We spent several days in Palermo and its environs. I think it might be called the City of Mosaics. Its cathedrals, chapels, palaces, walls, everywhere were a mass of this ornamentation. We went from one to another till my brain was in a buzz. The gorgeousness and beauty and exquisite execution of the extraordinary subjects were beyond description. Only seeing can grasp such wonders. There was an English garden full of flowers and familiar and unfamiliar trees and shrubbery. Indeed, Palermo can boast many gardens. In our drives on the Marina, a very brilliant feature was the carts peculiar to the country. The body of the cart, the two wheels, the shafts and the trappings of the donkey were covered with pictures and designs in the gaudiest colors—blues, reds, greens, orange, etc. The peasants in them were arrayed in garb to match, with faces alight with the most good-humored smiles.

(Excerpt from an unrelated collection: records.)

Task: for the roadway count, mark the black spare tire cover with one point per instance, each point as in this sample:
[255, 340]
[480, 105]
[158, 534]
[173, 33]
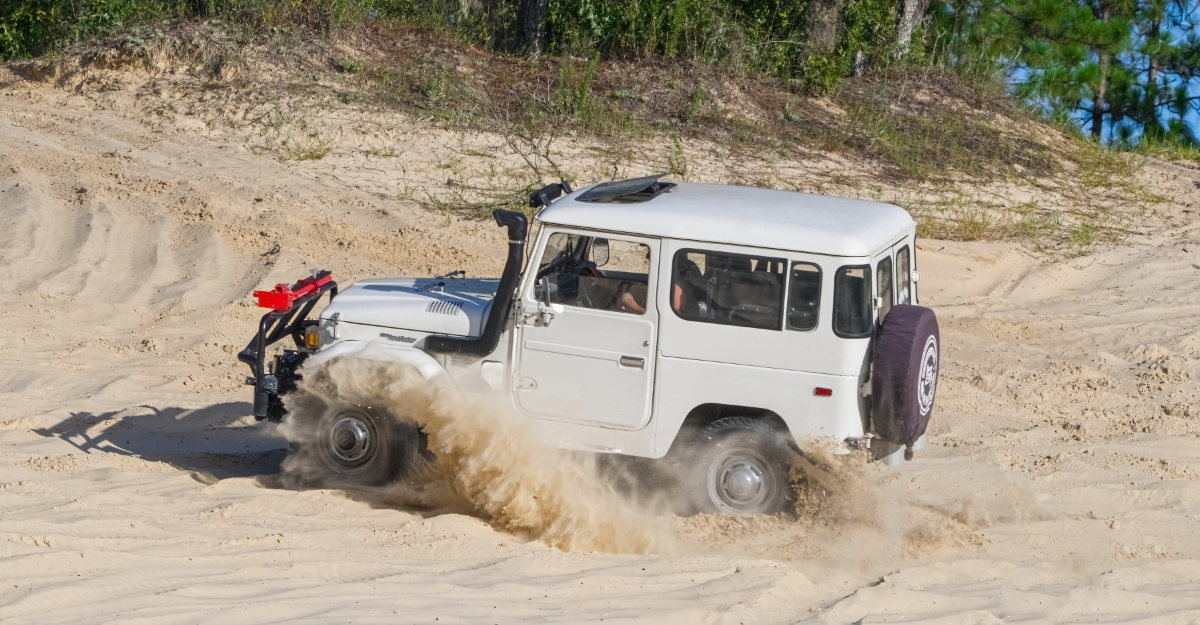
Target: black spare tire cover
[905, 378]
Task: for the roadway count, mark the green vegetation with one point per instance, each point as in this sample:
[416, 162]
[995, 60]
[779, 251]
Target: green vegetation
[929, 97]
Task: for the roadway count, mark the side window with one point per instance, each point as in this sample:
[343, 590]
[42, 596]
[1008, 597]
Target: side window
[594, 272]
[904, 277]
[852, 301]
[804, 296]
[731, 289]
[883, 275]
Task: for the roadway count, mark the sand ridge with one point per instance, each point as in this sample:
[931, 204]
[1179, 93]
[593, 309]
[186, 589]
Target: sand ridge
[1060, 484]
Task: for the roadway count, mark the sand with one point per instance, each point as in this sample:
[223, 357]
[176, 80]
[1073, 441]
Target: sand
[1060, 482]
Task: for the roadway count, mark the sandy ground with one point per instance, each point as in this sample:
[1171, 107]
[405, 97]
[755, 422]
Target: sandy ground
[1060, 484]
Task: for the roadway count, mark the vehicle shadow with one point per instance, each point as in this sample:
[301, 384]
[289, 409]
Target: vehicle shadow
[214, 442]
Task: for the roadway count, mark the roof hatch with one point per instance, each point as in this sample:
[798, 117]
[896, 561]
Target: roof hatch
[627, 191]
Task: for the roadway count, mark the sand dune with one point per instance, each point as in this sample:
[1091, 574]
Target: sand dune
[1060, 485]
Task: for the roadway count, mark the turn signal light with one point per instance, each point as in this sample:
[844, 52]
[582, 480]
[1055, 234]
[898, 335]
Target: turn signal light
[312, 337]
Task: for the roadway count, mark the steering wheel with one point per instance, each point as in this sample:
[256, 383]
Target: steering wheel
[741, 311]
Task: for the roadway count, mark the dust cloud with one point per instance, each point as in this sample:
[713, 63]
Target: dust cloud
[491, 463]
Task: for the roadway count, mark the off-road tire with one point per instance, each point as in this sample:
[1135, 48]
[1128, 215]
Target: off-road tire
[353, 445]
[738, 466]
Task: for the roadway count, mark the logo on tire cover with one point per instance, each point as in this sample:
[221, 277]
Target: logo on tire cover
[927, 380]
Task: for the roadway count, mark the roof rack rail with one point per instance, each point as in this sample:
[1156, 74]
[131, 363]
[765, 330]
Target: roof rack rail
[627, 191]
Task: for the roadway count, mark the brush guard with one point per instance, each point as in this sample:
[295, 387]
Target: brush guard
[291, 305]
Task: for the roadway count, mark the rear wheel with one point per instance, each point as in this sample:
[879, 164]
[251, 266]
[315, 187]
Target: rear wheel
[739, 466]
[364, 446]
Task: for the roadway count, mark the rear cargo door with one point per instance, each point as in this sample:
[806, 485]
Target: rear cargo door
[593, 364]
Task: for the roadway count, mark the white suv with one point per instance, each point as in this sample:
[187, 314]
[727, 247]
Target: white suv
[725, 328]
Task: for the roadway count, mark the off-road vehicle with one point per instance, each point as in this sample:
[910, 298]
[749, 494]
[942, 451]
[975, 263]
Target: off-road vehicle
[721, 326]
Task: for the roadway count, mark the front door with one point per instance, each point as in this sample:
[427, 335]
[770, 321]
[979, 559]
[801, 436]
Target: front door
[593, 362]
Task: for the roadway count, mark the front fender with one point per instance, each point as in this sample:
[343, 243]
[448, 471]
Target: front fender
[431, 370]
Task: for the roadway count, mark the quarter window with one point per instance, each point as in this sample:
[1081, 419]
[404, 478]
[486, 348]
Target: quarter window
[731, 289]
[852, 301]
[804, 296]
[904, 277]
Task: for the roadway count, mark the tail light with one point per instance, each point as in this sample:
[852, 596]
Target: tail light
[312, 337]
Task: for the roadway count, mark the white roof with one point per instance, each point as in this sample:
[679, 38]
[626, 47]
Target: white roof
[759, 217]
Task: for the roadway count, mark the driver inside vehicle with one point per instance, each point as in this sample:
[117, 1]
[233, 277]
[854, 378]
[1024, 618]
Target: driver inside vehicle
[573, 264]
[624, 295]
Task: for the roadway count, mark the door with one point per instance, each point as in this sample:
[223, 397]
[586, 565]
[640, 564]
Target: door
[593, 362]
[905, 287]
[885, 286]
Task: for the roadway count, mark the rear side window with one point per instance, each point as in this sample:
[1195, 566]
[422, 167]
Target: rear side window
[852, 301]
[730, 289]
[804, 296]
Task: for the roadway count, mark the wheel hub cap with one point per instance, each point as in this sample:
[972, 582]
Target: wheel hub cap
[738, 484]
[349, 439]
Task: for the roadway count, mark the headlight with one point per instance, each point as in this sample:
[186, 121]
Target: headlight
[312, 337]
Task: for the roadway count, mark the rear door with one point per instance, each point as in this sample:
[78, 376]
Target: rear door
[885, 284]
[593, 362]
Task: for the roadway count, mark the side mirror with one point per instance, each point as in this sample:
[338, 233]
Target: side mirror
[600, 252]
[545, 311]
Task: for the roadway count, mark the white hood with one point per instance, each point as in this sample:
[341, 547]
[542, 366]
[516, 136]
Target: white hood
[460, 307]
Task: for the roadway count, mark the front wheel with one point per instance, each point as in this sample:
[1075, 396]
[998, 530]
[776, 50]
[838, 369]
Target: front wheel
[361, 446]
[739, 466]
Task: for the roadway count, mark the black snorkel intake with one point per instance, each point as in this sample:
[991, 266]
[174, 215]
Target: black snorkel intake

The palaces we were most interested in were those of La Zisa and La Cuba, of Saracenic origin. The feature of the former was its fountain bursting from the wall in the vestibule facing the entrance door, and descending over a succession of steps to the floor, where it took the form of a simple rectangular cross. Above the fountain was a painted arch, below which were three pictures in Mosaics. This was very curious. La Cuba had nothing but a discolored honey-combed vaulting in a small court. A pavilion formerly belonging to it had been removed to the center of a garden on the opposite side of the street. We tramped to it. It had a dome in the roof and an arched doorway, and was built of massive stones, but otherwise was not especially interesting.
To Monreale was a drive of several miles, to see its Cathedral and Abbey and fine views. Its Mosaics are celebrated, but I did not dream of anything like the wonderful Cloisters of the Abbey. The Mosaics on the walls of the Cathedral cover an area of 70,000 square feet,
representing scenes from both the Old and New Testaments. I could only look and exclaim.
The Cloisters are all that remain of the original Abbey; they are quadrangular and the pointed arches supported by 216 columns are covered with mosaics, all of their capitals and many of the shafts being different. I could not even faintly grasp the amount of labor required for the execution of such elaborate work. We had haze, showers and rain every day, but lost no time from our sight-seeing. One day we went in the rain to the Museum, where are the famous Metopes, “the most ancient of Greek sculptures except the lions of Mycene.” These are from the temple of Selinus, where we were to have gone, but a party of English, who had just returned, gave such a disenchanting account of the hardships of the trip, we gave it up. These Metopes are on a sublime scale representing the contests of gods and goddesses and heroes, and are indescribable. One is that of Perseus slaying Medusa.
Not tiring of beautiful Palermo, but of the rain, we left one afternoon for Girgenti, “the most beautiful city of mortals,” according to Pindar. The railway must have been the work of friendly genii, taste, labor and abundance of the “coin of the county,” for it ran for miles between triple hedges of roses, geraniums and cacti, planted in the order I have named them one above the other.